We got the whole family involved, and made sure there were events that played into everyone’s skills, so each of us was sure to get a medal or two.
I think this medal is from our second Burbank Olympic games because the first time, the medals were just aluminum foil covering Super 8 movie film reels. Yeah, I know. This medal is mylar self stick paper on some pre-cut wooden shapes I found in a craft store.I
think Bill won the gold medal for Chess that year (which is why you see the silver medal here, recently unearthed from one of my memento boxes). My grandfather always won the gold medal for Pool, as he had a pool table back in his patio.
Strangely, T and me are now living in that patio, and the pool table (with 3/4″ genuine slate bed – from Sears!) is stored on its side back in T’s workshop – which is the 2 1/2 garage my grandfather built in the back yard when he turned the original one-car garage into a car port.
He also built two enclosed patios – the first one was smaller, flimsier, and not as elegant. So maybe it was that first patio we had some of the Olympics in, not the second patio (built on the same space) that we are in now.
Either way, we all played and had fun striving for the medals as Mickey Mouse as they were. So, just seeing this silly little item among the thousands of other items of recollection, made me smile, as it always does, with fond memories of great times with many who no longer remain, and those few of us who were there and still are now.
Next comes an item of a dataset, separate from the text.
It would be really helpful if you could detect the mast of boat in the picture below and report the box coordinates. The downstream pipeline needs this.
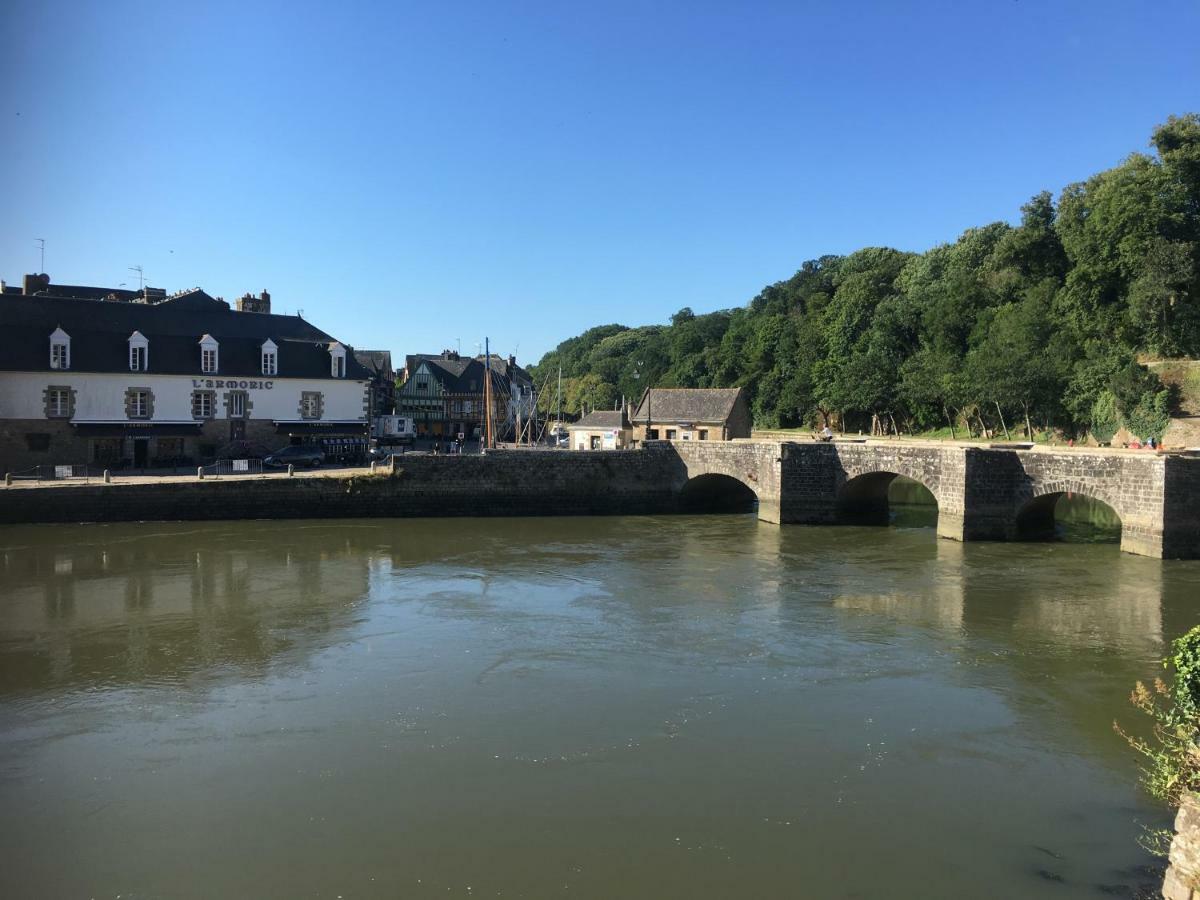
[481,337,492,449]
P.S. The words on the “medal” say “Beautiful Downtown Burbank Olympics.” Back in the day, a “cool” and “with it” variety show called Rowan and Martin’s Laugh-In, began to refer to the location here as Beautiful Downtown Burbank, which was an inside joke since downtown hadn’t gotten a face lift since the 1930s and wasn’t very impressive at all.
Of course, all us residents latched on to it when the phrase went national, and people from around the country came here to see the place. I’m sure they were underwhelmed. Nevertheless, it was our claim to fame, and so we named our Olympics after it and proudly put it right out there for everyone to see on our medals, where it remains to this day.